D. Alzira morreu sem dar aviso num dia com nuvens estriadas cor-de-ardósia. Ao chegar com as compras da semana, Ivan estranhou a porta que não abria e foi chamar mamãe. Os dois deram com a velha caída no chão e os gatos marchando, dando piques em linha reta, cada um em sua raia, de um lado a outra da sala. Aquilo não era natural e fez mamãe persignar-se arrepiada. Ivan não passou da porta, e coube a ela chamar a ambulância enquanto um gatão branco lhe corria entre as pernas. O sobrinho de Alzira, de nervoso, enterrou os dedos na sacola que trazia e ficou tremendo, parado, com gelo e manjubinhas caindo-lhe nos sapatos. Mamãe ditou o endereço com a voz que todos têm para essas horas, mas também estava apavorada com a corrida da gataria por fios invisíveis aos homens; fios que eles urdiram para repartir o chão de taco entre si, claramente respeitando alguma lógica que nem os livros do Padre Santa Rosa, nem os búzios da Nega Camará puderam explicar.
Mamãe guardou o tabuleiro de xadrez para sempre na cristaleira, e eu, que planejava pedir a mamãe um gato, desisti de tocar no assunto.
Dona Alzira e seus gatos, divindades bonachonas, viviam num curioso mundo só deles, que incluía bifes de fígado alongados e dedilhados de viola-de-cocho que os gatos ouviam em semicírculo com suas expressões muito humanas. O contato desse mundo com o maior se fazia pelo rádio e pelas visitas: Carminha, amiga dos tempos de Rio Claro, trazia bolo de cenoura e notícias sobre o câncer do Velho Apolo; o sobrinho Ivan interpretava-lhe as listas, cuidando da comida dos bichanos e dos biscoitos; minha mãe levava o relógio de xadrez e os jornais. Carminha amava-lhe os dedos ágeis e o jeito que suspirava por trás do cigarro; o sobrinho achava sua generosidade imprescindível; mamãe invejava-lhe a máquina de costura e a imprudência romântica nos lances de rainha.
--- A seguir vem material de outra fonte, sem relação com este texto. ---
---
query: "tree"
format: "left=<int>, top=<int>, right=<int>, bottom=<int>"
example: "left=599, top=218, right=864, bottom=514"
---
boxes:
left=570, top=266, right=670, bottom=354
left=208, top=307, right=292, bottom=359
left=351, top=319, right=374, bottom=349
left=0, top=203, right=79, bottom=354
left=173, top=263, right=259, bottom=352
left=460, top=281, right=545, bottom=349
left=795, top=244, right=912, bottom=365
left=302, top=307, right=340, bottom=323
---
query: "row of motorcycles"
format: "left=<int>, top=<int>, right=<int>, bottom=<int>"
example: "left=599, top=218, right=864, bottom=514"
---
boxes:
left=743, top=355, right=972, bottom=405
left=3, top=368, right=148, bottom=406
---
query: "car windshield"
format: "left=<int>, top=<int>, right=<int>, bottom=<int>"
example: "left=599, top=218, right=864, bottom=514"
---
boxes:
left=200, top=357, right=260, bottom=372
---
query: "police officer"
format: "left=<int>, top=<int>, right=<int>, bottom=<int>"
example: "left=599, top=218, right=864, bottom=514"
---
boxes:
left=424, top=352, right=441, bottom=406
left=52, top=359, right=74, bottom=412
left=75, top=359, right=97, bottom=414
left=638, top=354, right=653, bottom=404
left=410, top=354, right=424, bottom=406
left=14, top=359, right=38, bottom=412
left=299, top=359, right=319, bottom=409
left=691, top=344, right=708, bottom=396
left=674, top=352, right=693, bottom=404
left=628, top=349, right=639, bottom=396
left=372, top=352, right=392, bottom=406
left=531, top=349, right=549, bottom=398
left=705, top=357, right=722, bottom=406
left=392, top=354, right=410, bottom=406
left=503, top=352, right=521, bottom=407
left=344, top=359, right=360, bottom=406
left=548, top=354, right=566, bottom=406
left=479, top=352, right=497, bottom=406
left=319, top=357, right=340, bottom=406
Jogavam tardes inteiras partidas que mamãe depois reproduzia em silêncio, e eu, por trás dos meus gibis, acompanhava em seu rosto, dispensando o tabuleiro. Sabia num esgar que ela só agora via o lance que a teria livrado da derrota. Os "garfos" e os ataques duplos estavam na maneira como ela mordiscava os lábios; e eu podia dizer se ela sofria ou executava os movimentos. Papai às vezes se aproximava, olhava a posição por alguns instantes e ia cuidar da vida. Se ela fosse realmente boa, ele voltava com duas xícaras de café e se detinha de pé ao lado do tabuleiro, olhando mamãe apoiar a bochecha no punho e fazer anotações que ela sublinhava, ora com bufadas, ora com um sorriso em que escondia os dentes.
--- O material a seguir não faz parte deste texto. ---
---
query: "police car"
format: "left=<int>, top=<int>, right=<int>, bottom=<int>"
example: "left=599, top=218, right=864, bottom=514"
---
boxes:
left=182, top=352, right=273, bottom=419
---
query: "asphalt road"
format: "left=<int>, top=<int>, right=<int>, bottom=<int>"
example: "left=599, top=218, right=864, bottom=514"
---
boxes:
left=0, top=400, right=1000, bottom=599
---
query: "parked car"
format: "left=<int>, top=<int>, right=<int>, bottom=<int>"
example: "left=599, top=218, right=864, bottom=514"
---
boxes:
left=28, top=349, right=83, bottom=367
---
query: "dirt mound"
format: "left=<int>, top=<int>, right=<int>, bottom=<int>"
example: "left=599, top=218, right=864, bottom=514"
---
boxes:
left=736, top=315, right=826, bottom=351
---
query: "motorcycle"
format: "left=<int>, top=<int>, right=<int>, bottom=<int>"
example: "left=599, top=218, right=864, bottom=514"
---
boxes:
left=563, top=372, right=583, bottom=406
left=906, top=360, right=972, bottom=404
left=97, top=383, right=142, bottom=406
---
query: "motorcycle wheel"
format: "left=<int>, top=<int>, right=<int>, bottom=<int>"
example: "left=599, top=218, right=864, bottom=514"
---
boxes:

Em dois cadernos espiralados ela mantinha um registro de todas as partidas com D. Alzira. Eram 20 anos de aberturas, ciladas e peões enforcados. Duas décadas fazendo as peças felizes. Certa feita - com a mão na louça - minha mãe me disse: “As peças de xadrez não gostam de ficar na caixa. Isso as aborrece.”
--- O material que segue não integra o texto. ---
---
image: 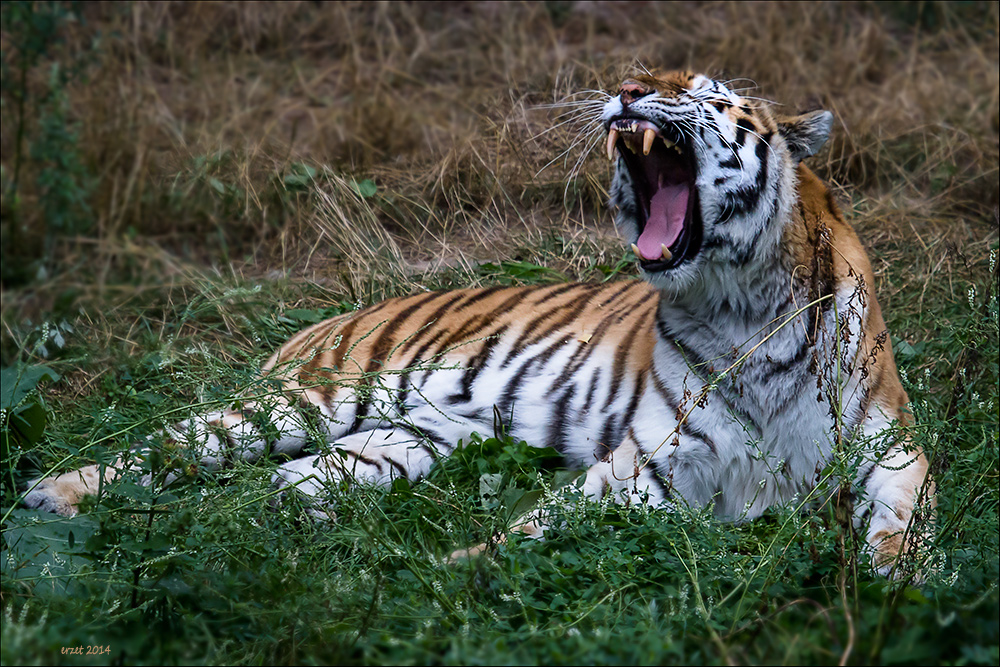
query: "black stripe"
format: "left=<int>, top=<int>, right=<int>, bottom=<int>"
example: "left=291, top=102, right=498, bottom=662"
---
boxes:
left=546, top=385, right=576, bottom=454
left=604, top=310, right=648, bottom=411
left=757, top=336, right=810, bottom=384
left=736, top=118, right=757, bottom=146
left=497, top=334, right=573, bottom=415
left=445, top=324, right=508, bottom=405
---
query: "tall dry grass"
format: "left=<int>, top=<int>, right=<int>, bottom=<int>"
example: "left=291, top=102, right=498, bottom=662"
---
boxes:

D. Alzira morreu sem dar aviso num dia com nuvens estriadas cor-de-ardósia. Ao chegar com as compras da semana, Ivan estranhou a porta que não abria e foi chamar mamãe. Os dois deram com a velha caída no chão e os gatos marchando, dando piques em linha reta, cada um em sua raia, de um lado a outra da sala. Aquilo não era natural e fez mamãe persignar-se arrepiada. Ivan não passou da porta, e coube a ela chamar a ambulância enquanto um gatão branco lhe corria entre as pernas. O sobrinho de Alzira, de nervoso, enterrou os dedos na sacola que trazia e ficou tremendo, parado, com gelo e manjubinhas caindo-lhe nos sapatos. Mamãe ditou o endereço com a voz que todos têm para essas horas, mas também estava apavorada com a corrida da gataria por fios invisíveis aos homens; fios que eles urdiram para repartir o chão de taco entre si, claramente respeitando alguma lógica que nem os livros do Padre Santa Rosa, nem os búzios da Nega Camará puderam explicar.
Mamãe guardou o tabuleiro de xadrez para sempre na cristaleira, e eu, que planejava pedir a mamãe um gato, desisti de tocar no assunto.